Elizabeth doesn’t own any land, but has access to about 12ha, which is rented or made available to her for grazing purposes.

“I graze to conserve the land with wildlife in mind; I’m trying to use my flock’s grazing habits to increase the ecology and biodiversity of the land I have access to.

“The sheep, when continually moved, lock in carbon to the soil.

“They trample in wildflower seed for germination and graze out invasive species of grass and weed, leaving room for the wildflowers to thrive and feed myriad insects, which in turn feed the birds, and so the cycle of life goes on,” she says.

Elizabeth has developed a large following since sharing photos of her surroundings, animals and way of life on social media.

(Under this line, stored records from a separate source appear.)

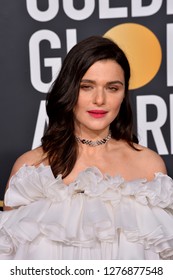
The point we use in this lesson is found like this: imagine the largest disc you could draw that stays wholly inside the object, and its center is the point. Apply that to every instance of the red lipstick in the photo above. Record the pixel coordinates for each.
(97, 113)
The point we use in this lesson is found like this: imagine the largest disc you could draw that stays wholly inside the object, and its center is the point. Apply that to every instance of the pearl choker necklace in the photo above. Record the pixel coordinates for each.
(94, 143)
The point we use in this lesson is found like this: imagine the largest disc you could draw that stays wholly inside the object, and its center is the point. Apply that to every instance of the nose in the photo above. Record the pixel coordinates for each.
(99, 97)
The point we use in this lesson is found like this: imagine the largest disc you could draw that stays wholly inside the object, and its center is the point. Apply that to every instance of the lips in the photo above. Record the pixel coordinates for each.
(97, 113)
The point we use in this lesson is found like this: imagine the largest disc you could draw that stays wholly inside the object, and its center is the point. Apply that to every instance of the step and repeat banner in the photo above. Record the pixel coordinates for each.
(35, 36)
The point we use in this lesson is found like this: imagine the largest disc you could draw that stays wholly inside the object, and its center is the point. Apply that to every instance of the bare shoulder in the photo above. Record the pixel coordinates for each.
(151, 160)
(32, 157)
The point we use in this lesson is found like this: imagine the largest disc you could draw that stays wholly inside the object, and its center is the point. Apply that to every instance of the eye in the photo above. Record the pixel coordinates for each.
(113, 88)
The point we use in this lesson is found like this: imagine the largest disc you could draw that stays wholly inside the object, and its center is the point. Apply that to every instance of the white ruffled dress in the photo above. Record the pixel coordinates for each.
(95, 217)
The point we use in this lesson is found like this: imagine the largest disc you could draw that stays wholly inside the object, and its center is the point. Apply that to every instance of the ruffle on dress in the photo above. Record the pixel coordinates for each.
(95, 217)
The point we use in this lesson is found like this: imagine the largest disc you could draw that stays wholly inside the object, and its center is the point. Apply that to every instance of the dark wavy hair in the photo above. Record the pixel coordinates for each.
(58, 142)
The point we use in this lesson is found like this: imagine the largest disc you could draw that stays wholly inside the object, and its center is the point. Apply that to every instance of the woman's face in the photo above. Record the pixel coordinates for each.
(100, 96)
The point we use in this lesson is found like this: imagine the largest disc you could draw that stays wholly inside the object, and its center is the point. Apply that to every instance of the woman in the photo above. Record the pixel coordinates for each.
(90, 191)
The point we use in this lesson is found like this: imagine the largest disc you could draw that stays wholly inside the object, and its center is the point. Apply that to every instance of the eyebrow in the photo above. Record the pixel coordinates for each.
(108, 83)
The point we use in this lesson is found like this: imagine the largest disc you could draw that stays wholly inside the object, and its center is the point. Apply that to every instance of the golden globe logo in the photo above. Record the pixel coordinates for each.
(142, 49)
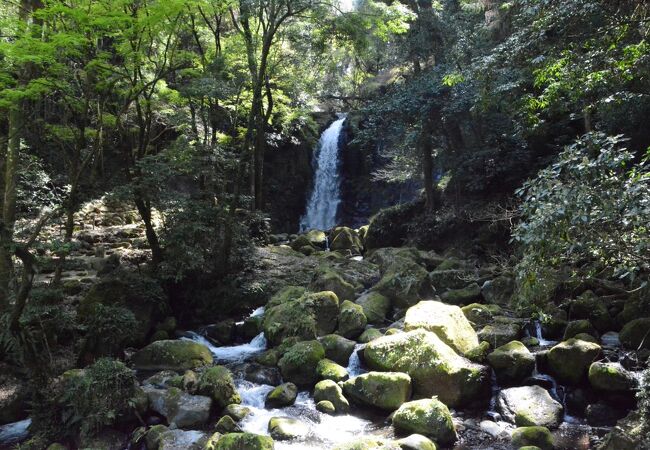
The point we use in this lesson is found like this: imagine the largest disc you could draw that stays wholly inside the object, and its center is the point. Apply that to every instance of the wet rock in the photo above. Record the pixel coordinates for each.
(611, 377)
(534, 436)
(434, 367)
(329, 370)
(447, 321)
(180, 409)
(375, 306)
(328, 390)
(569, 360)
(218, 384)
(383, 390)
(529, 406)
(244, 441)
(352, 320)
(512, 362)
(429, 417)
(337, 348)
(298, 364)
(499, 290)
(283, 395)
(463, 296)
(286, 428)
(175, 355)
(416, 442)
(576, 327)
(636, 334)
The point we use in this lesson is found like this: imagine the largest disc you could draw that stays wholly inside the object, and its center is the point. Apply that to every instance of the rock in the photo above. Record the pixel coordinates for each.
(181, 409)
(328, 390)
(178, 355)
(329, 370)
(286, 428)
(328, 279)
(499, 290)
(416, 442)
(375, 306)
(636, 334)
(244, 441)
(352, 320)
(569, 360)
(529, 406)
(447, 321)
(344, 238)
(480, 314)
(463, 296)
(326, 407)
(539, 437)
(512, 362)
(337, 348)
(500, 333)
(283, 395)
(429, 417)
(306, 317)
(611, 377)
(237, 412)
(298, 364)
(383, 390)
(576, 327)
(404, 283)
(218, 384)
(227, 425)
(434, 367)
(370, 335)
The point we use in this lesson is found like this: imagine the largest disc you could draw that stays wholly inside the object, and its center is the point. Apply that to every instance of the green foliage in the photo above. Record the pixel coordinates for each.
(589, 209)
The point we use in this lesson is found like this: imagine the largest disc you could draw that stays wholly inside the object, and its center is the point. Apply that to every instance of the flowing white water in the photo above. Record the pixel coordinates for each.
(326, 196)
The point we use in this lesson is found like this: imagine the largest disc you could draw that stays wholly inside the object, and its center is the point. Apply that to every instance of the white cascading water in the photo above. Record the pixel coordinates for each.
(326, 195)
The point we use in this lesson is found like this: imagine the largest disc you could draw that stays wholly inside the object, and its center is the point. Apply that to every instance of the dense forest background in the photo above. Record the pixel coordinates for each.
(512, 131)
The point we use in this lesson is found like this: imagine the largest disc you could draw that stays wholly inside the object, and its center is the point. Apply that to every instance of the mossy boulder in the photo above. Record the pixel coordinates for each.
(344, 238)
(383, 390)
(447, 321)
(328, 279)
(434, 367)
(328, 390)
(218, 384)
(512, 362)
(337, 348)
(286, 428)
(244, 441)
(281, 396)
(298, 364)
(305, 317)
(404, 283)
(462, 296)
(576, 327)
(352, 320)
(529, 406)
(329, 370)
(375, 306)
(636, 334)
(429, 417)
(611, 377)
(569, 360)
(177, 355)
(370, 334)
(539, 437)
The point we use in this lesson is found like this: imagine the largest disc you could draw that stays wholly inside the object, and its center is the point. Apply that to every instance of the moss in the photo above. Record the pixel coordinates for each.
(217, 383)
(536, 436)
(172, 355)
(429, 417)
(244, 441)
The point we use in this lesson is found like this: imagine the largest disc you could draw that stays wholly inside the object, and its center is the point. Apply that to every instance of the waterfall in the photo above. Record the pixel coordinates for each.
(325, 197)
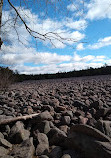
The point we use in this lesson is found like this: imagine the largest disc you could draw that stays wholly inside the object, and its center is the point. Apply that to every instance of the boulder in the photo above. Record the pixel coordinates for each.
(44, 127)
(65, 120)
(3, 151)
(43, 144)
(1, 135)
(56, 136)
(18, 133)
(23, 150)
(56, 152)
(5, 143)
(104, 127)
(90, 141)
(66, 156)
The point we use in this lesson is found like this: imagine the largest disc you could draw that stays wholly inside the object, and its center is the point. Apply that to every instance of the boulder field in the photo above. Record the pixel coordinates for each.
(56, 118)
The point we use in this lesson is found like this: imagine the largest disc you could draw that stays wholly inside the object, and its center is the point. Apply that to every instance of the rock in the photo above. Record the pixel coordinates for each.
(45, 116)
(68, 113)
(56, 152)
(18, 133)
(97, 104)
(1, 112)
(3, 151)
(23, 150)
(83, 120)
(43, 156)
(66, 156)
(104, 127)
(43, 144)
(6, 156)
(65, 120)
(5, 143)
(1, 135)
(59, 108)
(90, 141)
(48, 108)
(56, 136)
(64, 128)
(44, 127)
(101, 112)
(80, 105)
(71, 153)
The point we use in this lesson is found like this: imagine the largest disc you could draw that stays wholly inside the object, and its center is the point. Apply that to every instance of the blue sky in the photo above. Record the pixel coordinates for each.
(86, 22)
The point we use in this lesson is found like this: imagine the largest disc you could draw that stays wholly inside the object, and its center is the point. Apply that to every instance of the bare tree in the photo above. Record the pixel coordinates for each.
(50, 36)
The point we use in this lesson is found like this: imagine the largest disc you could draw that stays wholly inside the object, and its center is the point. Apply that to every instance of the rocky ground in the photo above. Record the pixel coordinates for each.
(73, 121)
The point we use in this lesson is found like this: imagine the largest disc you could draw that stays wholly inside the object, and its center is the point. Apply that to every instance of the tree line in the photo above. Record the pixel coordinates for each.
(8, 76)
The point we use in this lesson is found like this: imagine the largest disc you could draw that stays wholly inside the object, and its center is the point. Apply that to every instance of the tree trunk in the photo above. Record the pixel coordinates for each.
(1, 5)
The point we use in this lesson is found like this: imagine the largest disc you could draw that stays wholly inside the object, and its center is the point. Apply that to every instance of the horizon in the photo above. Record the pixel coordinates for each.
(88, 22)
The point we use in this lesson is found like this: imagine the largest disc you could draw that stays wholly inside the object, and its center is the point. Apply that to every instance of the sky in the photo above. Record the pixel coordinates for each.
(80, 33)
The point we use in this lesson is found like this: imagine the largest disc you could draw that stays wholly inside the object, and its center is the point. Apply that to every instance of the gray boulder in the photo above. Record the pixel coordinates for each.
(56, 136)
(3, 151)
(56, 152)
(104, 127)
(90, 141)
(23, 150)
(5, 143)
(18, 133)
(43, 144)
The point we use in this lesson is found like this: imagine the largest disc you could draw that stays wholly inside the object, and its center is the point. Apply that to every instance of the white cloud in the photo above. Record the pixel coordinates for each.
(72, 7)
(101, 43)
(31, 57)
(99, 9)
(80, 46)
(77, 25)
(42, 27)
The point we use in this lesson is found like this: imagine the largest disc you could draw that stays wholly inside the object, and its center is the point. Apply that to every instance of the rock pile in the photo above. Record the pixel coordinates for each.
(62, 118)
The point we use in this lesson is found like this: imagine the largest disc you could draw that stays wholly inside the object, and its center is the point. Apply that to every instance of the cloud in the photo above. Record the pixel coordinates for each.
(101, 43)
(80, 46)
(77, 25)
(98, 9)
(72, 7)
(31, 56)
(43, 26)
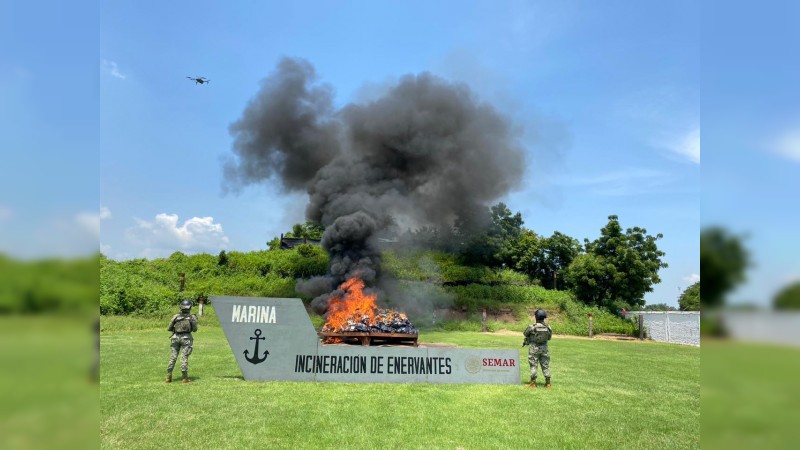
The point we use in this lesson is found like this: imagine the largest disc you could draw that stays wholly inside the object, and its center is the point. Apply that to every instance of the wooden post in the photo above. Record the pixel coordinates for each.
(641, 327)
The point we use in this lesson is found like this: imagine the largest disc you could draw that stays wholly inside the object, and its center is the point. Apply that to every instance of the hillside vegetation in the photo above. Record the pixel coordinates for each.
(424, 282)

Elizabeth Kneafsey at work on one of her rugs

She sells her beautiful rugs, yarns, wool collars and wall hangings – all made in the natural red, amber, copper and silver tones of her flock – through Facebook, Instagram and her website and has customers worldwide in the US, Canada, Norway and Fair Isle.

Her first peg loom rugs were incredibly popular and led to a mammoth commission to create a 27x27m version, which took nine months and had to be made in four separate panels, only stitched together when they reached their new home in Ireland.

Back-breaking work

In her quest to make sure nothing goes to waste, Elizabeth has also taught herself the ancient art of tanning – using the animal’s own brains rather than chemicals.

She preserves the hide to stop it rotting by salting it or fleshing it – a process that uses a knife to scrape away any tissue, membrane and fat.

It is then tanned using the blended brains, which are absorbed for a couple of days before the hide is stretched across a frame for oiling and then smoking.

Handmade rug stretched on a frame

© Elizabeth Kneafsey

“It’s a very lengthy process, but when you see the finished results, it’s worth it and completely organic,” adds Elizabeth.

“My greatest accomplishment so far is to have tanned a buffalo hide and taken it to the First Nations people of the Mohawk in Canada.

“And by sharing my journey online, I’ve been completely humbled by the interest in what is an ancient and slowly disappearing craft and way of life.” 

Eventually, she hopes to see her pieces available in artisan shops.

And for the past year, she has been delivering some workshops and teaching techniques, including the ritual tanning of hides, to help other small businesses and smallholders. 

“I just want to encourage people to have a bit more value and respect for what they’re doing with their animals and to be able to make an income from them.

“It’s back-breaking work but I love it as I am connected to the animals and, after all, it’s how we used to live.”